If Prague is a bit passe, then how about trying out an unsung eastern European city? We've got ten you may not have heard of, but really should visit. It all started with Prague and Budapest opening their doors to international tourists as the Iron Curtain was finally torn open across Eastern Europe.
In recent years travel writers and adventurous city breakers have been on the look out for 'new' cities to explore and the good news is that we have uncovered ten intriguing destinations for you to check out.

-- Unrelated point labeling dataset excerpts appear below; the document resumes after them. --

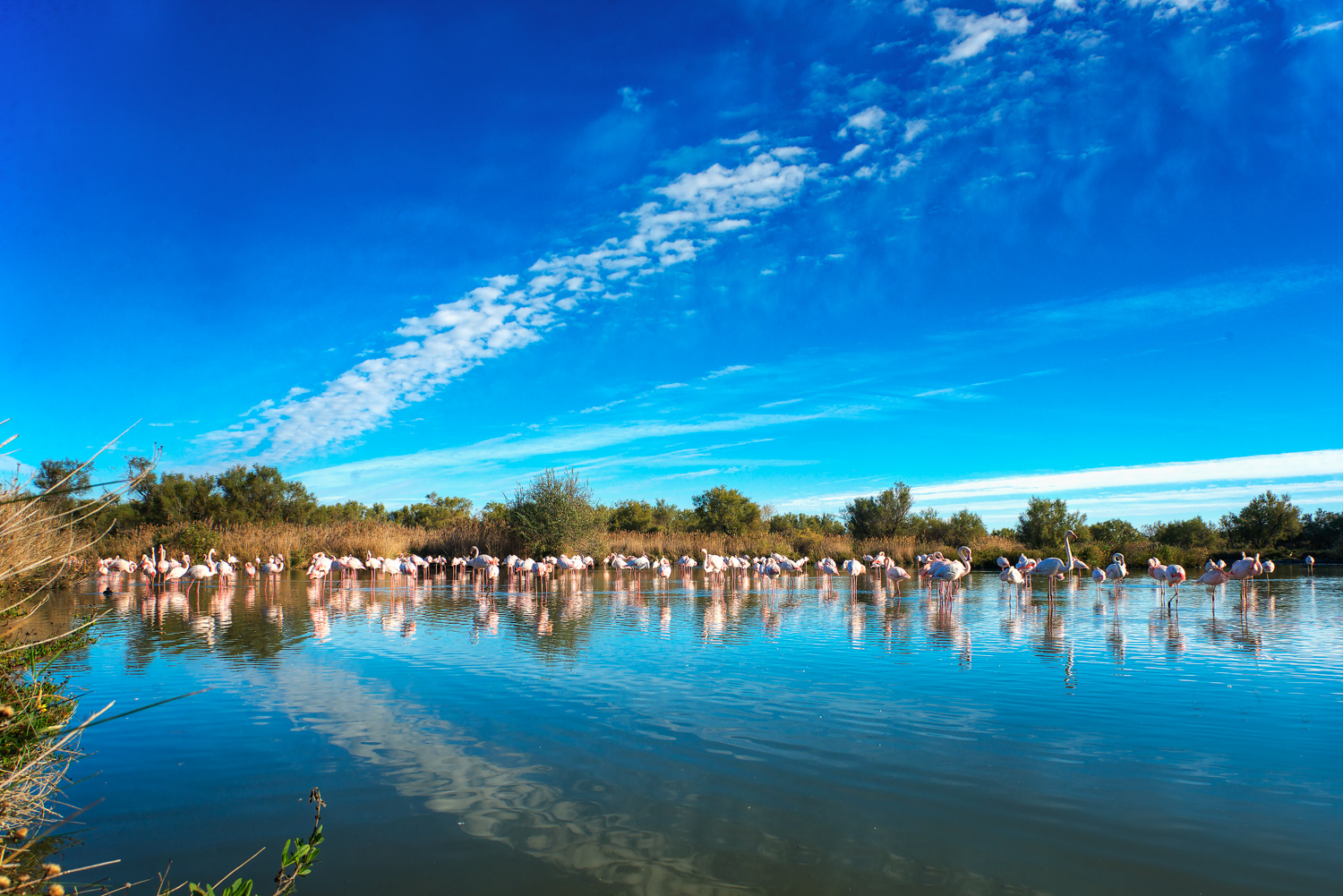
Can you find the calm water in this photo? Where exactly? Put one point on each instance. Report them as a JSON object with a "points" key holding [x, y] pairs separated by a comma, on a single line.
{"points": [[766, 738]]}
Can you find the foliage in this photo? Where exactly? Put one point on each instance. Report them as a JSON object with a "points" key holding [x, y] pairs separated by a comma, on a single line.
{"points": [[62, 482], [723, 509], [1115, 533], [1322, 531], [1185, 533], [555, 514], [798, 523], [1044, 523], [964, 527], [1264, 523], [881, 516], [631, 516], [494, 514], [434, 514]]}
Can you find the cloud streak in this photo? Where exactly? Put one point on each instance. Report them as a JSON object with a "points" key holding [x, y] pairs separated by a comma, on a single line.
{"points": [[515, 311]]}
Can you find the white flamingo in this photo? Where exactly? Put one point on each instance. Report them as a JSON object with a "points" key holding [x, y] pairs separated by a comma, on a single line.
{"points": [[1116, 570], [1053, 567]]}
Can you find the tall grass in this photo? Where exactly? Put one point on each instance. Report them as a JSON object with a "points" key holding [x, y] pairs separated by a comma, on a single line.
{"points": [[297, 543]]}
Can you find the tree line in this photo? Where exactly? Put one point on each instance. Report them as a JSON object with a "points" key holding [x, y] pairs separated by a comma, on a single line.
{"points": [[560, 509]]}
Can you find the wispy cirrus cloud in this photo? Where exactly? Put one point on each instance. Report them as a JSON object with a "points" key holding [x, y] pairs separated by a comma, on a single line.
{"points": [[561, 445], [1302, 32], [515, 311], [1139, 491], [680, 219]]}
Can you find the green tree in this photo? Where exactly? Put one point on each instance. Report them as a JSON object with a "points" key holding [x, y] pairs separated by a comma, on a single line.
{"points": [[797, 523], [434, 512], [1322, 531], [723, 509], [881, 516], [555, 514], [964, 527], [1115, 533], [631, 516], [262, 495], [1264, 523], [1044, 523], [665, 516], [64, 482], [494, 514], [1186, 533]]}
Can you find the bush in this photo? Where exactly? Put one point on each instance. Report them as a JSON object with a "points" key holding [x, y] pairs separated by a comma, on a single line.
{"points": [[723, 509], [555, 514], [1044, 523], [881, 516], [1264, 523]]}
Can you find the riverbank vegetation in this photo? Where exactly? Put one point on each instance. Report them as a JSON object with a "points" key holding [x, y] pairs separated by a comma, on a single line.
{"points": [[47, 525], [255, 512]]}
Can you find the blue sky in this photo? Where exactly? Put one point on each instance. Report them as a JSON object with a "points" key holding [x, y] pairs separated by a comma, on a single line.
{"points": [[1090, 250]]}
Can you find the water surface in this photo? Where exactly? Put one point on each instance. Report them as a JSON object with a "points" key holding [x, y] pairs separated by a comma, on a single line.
{"points": [[620, 735]]}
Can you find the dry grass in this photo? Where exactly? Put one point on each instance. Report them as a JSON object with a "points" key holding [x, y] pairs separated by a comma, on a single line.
{"points": [[389, 539]]}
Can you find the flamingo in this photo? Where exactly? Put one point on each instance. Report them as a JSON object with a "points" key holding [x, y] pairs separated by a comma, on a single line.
{"points": [[1157, 570], [1214, 576], [1055, 567], [948, 573], [1245, 568], [894, 573], [1176, 576], [1116, 570], [198, 573]]}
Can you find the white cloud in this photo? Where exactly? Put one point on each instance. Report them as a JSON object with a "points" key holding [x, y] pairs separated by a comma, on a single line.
{"points": [[853, 153], [602, 407], [975, 32], [1155, 491], [508, 311], [749, 137], [724, 371], [633, 97], [869, 123], [1302, 32]]}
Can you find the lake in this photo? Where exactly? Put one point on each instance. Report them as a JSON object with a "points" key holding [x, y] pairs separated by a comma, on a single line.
{"points": [[803, 735]]}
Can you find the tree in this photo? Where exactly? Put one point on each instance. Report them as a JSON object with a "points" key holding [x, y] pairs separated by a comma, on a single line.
{"points": [[723, 509], [262, 495], [1264, 523], [818, 525], [1186, 533], [631, 516], [1322, 531], [1044, 523], [964, 527], [1115, 533], [494, 514], [62, 482], [555, 514], [665, 516], [434, 512], [881, 516]]}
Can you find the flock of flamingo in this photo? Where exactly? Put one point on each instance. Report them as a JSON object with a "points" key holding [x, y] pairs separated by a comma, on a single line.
{"points": [[932, 568]]}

We're not going to be trite enough to dub these cities the 'New Prague', but whether you know where they are or not, we reckon they are ideal for a weekend city break or an even longer holiday.
1. Zamosc, Poland
Way out in eastern Poland, close to the Ukrainian border, lies one of the most unlikely architectural centres in Europe. The sleepy city of Zamosc boasts a lavishly ornate Italian Renaissance square - the city was built by architect and Padua native, Bernando Mornado, who based many of his designs on Italian ideals of what the perfect city should be like, which probably explains why Zamosc looks like it's been flown straight across from Florence.

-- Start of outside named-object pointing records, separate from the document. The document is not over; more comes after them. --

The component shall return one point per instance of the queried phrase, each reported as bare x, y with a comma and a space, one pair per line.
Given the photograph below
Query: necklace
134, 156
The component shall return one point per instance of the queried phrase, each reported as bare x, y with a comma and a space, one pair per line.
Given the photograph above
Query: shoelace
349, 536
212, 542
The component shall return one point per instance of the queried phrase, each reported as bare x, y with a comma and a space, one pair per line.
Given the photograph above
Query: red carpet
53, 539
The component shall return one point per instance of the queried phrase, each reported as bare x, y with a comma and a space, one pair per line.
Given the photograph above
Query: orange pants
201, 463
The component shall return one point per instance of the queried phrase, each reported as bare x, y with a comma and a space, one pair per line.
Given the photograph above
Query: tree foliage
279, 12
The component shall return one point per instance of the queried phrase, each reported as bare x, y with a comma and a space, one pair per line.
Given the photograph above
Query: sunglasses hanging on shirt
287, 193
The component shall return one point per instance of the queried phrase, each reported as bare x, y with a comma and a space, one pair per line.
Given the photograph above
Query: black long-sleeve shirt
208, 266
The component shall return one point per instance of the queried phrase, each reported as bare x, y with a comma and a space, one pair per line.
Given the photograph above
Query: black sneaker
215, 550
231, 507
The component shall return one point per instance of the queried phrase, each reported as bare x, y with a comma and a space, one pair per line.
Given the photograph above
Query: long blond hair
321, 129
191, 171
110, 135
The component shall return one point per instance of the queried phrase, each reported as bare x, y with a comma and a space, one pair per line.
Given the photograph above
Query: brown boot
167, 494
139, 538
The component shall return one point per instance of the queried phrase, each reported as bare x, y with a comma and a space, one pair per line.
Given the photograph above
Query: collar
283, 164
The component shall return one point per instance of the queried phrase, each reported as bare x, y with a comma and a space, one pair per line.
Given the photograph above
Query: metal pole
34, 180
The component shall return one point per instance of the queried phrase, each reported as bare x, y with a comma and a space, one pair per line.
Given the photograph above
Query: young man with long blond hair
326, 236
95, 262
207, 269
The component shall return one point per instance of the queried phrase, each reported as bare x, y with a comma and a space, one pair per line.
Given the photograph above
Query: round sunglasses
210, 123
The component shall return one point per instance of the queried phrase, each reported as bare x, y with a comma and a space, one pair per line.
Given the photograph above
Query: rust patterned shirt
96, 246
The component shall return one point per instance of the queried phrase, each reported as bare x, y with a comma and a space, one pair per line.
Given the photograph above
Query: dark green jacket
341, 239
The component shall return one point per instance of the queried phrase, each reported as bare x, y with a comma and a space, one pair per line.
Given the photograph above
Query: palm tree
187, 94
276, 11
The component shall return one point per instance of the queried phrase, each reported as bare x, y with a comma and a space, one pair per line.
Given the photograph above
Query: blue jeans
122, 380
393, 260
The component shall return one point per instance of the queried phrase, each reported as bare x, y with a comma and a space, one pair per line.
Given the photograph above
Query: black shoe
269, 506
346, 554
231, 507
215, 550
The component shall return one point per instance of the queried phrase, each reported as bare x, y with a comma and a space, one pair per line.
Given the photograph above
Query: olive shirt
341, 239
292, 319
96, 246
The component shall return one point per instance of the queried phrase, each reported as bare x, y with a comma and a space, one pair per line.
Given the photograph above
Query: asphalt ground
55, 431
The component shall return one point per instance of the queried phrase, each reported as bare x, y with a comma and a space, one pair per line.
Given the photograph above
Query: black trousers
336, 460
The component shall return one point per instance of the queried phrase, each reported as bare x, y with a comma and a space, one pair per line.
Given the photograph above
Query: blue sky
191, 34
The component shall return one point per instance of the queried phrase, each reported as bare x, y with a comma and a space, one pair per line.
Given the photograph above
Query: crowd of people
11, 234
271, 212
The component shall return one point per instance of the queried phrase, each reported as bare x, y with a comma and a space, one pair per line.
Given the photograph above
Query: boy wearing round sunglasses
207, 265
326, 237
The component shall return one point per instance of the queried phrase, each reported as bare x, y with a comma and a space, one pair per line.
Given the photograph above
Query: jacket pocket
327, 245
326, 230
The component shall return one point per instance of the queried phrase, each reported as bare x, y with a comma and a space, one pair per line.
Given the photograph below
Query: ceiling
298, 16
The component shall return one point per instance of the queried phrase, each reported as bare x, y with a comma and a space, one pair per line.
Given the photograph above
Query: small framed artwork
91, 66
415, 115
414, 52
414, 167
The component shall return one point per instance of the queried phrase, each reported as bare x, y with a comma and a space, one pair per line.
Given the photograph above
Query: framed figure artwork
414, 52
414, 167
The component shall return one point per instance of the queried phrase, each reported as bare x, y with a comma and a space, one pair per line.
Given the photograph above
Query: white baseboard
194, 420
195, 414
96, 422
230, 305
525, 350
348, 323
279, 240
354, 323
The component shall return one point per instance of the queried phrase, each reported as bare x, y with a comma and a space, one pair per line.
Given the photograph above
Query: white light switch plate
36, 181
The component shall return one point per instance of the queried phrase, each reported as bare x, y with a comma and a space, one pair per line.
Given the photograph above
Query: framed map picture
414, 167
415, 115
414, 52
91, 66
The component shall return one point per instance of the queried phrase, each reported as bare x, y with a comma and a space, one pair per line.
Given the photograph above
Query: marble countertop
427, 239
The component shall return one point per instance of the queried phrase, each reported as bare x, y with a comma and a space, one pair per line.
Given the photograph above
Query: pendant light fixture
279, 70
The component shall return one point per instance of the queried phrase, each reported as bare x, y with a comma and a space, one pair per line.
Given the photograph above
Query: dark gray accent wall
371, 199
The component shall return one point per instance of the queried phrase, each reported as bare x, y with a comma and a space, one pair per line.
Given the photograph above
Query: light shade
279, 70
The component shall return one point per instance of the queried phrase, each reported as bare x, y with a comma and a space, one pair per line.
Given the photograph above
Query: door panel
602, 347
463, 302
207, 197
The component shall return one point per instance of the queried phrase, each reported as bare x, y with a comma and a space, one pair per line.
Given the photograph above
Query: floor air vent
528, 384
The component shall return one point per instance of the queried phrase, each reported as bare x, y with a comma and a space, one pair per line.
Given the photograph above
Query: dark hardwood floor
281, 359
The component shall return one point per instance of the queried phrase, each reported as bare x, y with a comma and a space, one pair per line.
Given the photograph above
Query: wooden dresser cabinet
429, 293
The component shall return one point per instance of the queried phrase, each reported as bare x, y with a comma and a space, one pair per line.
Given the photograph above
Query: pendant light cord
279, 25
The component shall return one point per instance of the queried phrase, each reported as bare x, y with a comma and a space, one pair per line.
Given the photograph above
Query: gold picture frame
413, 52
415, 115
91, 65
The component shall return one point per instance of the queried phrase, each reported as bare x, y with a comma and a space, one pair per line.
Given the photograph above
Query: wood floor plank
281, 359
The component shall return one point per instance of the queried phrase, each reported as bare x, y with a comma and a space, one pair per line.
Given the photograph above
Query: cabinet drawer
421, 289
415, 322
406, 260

A visit here and you'll spend most of your time in and around the fabulous main square and the similarly stunning UNESCO World Heritage listed old town, studying the detailed and colourful buildings.
If you want to learn more about Zamosc's more recent history then check out the city's rotunda, an execution ground during a period of German occupation in World War II.
2. Loket, Czech Republic
Cradled in a bend of the Ohee River, Loket is a picturesque town that makes for the perfect day trip from Prague - it's about four hours by train from the famous 'lads lads lads' location, is just as pretty and has none of the rowdy crowds of stumbling stags.

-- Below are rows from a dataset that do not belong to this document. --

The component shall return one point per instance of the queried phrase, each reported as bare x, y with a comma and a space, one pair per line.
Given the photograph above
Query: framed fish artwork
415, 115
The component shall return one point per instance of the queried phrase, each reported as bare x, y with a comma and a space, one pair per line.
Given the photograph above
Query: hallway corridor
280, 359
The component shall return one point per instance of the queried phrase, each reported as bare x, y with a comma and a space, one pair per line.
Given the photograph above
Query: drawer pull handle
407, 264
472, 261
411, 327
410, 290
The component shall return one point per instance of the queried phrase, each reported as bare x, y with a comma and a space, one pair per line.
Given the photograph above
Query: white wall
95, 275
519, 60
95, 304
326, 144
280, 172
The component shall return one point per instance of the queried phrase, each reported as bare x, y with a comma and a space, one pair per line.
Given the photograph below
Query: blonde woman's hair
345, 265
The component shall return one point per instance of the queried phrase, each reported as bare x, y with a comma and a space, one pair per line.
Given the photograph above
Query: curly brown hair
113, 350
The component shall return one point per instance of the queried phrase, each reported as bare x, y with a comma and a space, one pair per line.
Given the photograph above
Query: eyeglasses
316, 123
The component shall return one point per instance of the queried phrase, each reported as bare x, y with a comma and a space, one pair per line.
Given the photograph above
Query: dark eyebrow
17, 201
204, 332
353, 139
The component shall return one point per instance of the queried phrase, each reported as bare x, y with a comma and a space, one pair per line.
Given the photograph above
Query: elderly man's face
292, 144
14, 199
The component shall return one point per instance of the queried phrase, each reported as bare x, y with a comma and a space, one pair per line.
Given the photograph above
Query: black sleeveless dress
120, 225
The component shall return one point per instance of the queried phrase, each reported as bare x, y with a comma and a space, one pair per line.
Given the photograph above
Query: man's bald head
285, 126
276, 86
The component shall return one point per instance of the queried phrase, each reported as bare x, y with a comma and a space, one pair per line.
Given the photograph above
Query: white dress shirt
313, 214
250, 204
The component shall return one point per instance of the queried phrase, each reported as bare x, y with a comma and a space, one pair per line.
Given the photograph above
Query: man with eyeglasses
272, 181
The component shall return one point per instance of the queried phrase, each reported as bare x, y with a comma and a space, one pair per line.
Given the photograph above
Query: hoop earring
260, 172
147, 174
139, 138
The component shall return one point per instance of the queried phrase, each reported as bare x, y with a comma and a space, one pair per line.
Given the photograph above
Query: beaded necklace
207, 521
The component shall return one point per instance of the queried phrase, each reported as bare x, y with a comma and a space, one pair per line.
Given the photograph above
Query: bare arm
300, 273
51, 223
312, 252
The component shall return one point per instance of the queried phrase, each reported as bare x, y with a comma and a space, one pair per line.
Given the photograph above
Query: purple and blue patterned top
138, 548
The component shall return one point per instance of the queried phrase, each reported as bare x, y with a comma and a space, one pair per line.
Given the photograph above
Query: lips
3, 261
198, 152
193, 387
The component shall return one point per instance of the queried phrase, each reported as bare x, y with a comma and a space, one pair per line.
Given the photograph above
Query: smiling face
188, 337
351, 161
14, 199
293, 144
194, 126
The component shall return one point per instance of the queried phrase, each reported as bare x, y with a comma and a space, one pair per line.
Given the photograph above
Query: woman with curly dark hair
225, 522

Complete with a 14th century castle, city gate tower (40p (S$0.85) entrance fee) and a bookbinding museum, we're not saying you'll get the same party atmosphere, but it's worth stopping by for a cuppa - the city is famous for its porcelain, which you can buy as an authentic Czech souvenir to impress the mother-in-law with when she comes round for tea.
3. Ljubljana, Slovenia
The bijou Slovenian capital is like a greatest hits of European architecture: baroque beauties sitting beside gorgeous medieval architectural gems, while lavish Art Nouveau flourishes and 'retro' socialist-era chic grace the façades of the buildings that crowd the city centre.
Indeed, the Slovenian architect credited with much of what you'll see in Ljubljana, Joze Plecnik, went on to work in Prague, so perhaps you could argue that this city was the original Prague.
Forget the chicken and egg dilemma, there's no doubting that this is a gorgeous city break destination with a vibrant student community and lively riverside cafe culture - connoisseurs of cake need to check out Cajunica Gallus on the banks of the Ljubljanica River, for iced fruit teas and slabs of devilishly decadent chocolate cake.